Larry Flynt made a fortune and contributed to the rise of the sexual revolution in America through publication of his magazine Hustler. While Hustler has always been known for its explicit, even gynecologic pictures of nude women and its crude humor, the prominent fundamentalist Protestant minister Jerry Falwell found nothing funny about a 1983 parody featuring him. In a parody of a magazine advertisement for a popular alcoholic drink, Hustler described a drunk Falwell having an incestuous encounter with his mother in an outhouse. Falwell sued Flynt, alleging libel and "intentional infliction of emotional distress."

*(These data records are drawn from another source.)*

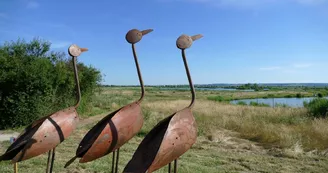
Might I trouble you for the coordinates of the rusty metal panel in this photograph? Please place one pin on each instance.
(180, 135)
(125, 124)
(54, 130)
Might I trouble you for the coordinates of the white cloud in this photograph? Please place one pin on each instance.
(32, 5)
(3, 15)
(249, 4)
(302, 65)
(60, 44)
(270, 68)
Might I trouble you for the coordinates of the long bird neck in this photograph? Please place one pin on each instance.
(77, 83)
(139, 74)
(192, 89)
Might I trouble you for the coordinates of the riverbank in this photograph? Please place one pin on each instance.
(231, 138)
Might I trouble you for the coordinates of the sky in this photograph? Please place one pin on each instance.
(245, 41)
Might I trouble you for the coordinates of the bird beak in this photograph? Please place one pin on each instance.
(84, 49)
(144, 32)
(196, 37)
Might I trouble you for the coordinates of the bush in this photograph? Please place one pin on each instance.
(299, 95)
(259, 104)
(216, 98)
(317, 107)
(35, 82)
(241, 103)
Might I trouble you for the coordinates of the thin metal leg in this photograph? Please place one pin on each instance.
(15, 168)
(113, 161)
(48, 162)
(117, 158)
(170, 167)
(52, 159)
(175, 165)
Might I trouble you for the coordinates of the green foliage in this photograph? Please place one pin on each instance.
(216, 98)
(35, 81)
(317, 107)
(284, 105)
(299, 95)
(259, 104)
(241, 103)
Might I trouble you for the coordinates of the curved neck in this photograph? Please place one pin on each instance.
(77, 83)
(192, 89)
(139, 73)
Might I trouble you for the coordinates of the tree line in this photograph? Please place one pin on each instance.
(35, 81)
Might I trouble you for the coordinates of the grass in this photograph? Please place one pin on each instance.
(232, 138)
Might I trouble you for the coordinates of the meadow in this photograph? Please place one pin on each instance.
(231, 138)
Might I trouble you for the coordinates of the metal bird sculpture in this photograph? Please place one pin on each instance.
(46, 133)
(171, 137)
(117, 128)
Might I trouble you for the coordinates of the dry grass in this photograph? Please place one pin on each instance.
(231, 138)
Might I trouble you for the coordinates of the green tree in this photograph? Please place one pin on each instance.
(35, 81)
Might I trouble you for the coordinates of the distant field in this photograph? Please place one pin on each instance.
(232, 138)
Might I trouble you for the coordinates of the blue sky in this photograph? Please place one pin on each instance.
(256, 41)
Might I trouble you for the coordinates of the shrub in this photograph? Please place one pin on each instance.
(317, 107)
(241, 103)
(299, 95)
(35, 82)
(259, 104)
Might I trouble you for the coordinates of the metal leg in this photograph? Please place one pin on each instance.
(52, 159)
(175, 165)
(48, 162)
(169, 167)
(117, 158)
(15, 168)
(113, 162)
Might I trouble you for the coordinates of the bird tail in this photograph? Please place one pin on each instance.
(70, 162)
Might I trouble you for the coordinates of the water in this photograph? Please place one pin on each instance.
(290, 102)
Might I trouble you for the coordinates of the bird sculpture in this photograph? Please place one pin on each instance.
(171, 137)
(46, 133)
(117, 128)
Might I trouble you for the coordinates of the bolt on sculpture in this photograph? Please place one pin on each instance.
(171, 137)
(117, 128)
(46, 133)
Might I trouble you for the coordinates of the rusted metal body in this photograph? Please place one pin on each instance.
(118, 127)
(171, 137)
(43, 136)
(47, 132)
(111, 133)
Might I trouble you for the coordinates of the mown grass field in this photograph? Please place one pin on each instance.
(232, 138)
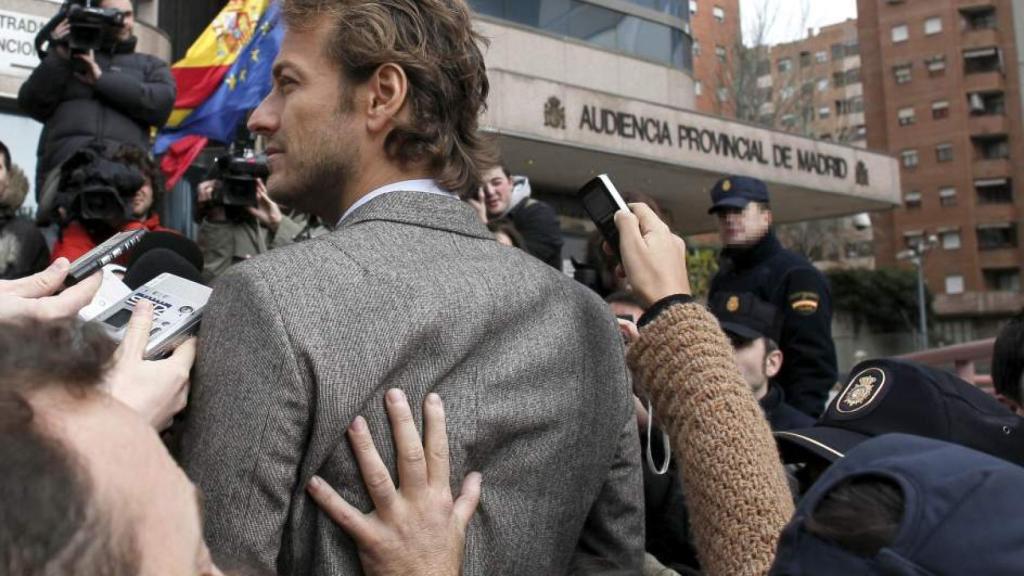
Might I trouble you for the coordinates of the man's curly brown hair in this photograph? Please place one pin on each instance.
(434, 43)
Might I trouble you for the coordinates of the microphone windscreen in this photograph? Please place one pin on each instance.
(168, 241)
(157, 261)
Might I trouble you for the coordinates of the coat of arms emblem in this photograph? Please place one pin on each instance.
(554, 114)
(861, 392)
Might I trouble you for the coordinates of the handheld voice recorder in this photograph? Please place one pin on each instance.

A jury in the U.S. District Court for the Western District of Virginia found the parody did not amount to libel. This is because New York Times v. Sullivan set a very high standard -- "actual malice" -- for libel against "public figures," such as politicians and celebrities. The jury was not convinced that a typical person reading the satire would have thought that Jerry Falwell really did have sex with his mother in an outhouse.

Nonetheless, the jury returned $200,000 in damages for Falwell on the basis that Flynt had intentionally inflicted "emotional distress" on Falwell. Flynt decided to appeal.

Flynt's lawyer argued that it was just too easy to prove that a satirist intended to emotionally distress his target. If the Supreme Court accepted that standard, then it would make it very easy for public figures to win damages from satirists. This would have a "chilling effect" on satire, as cartoonists and comedians would have to worry that they didn't hurt anyone's feelings too badly.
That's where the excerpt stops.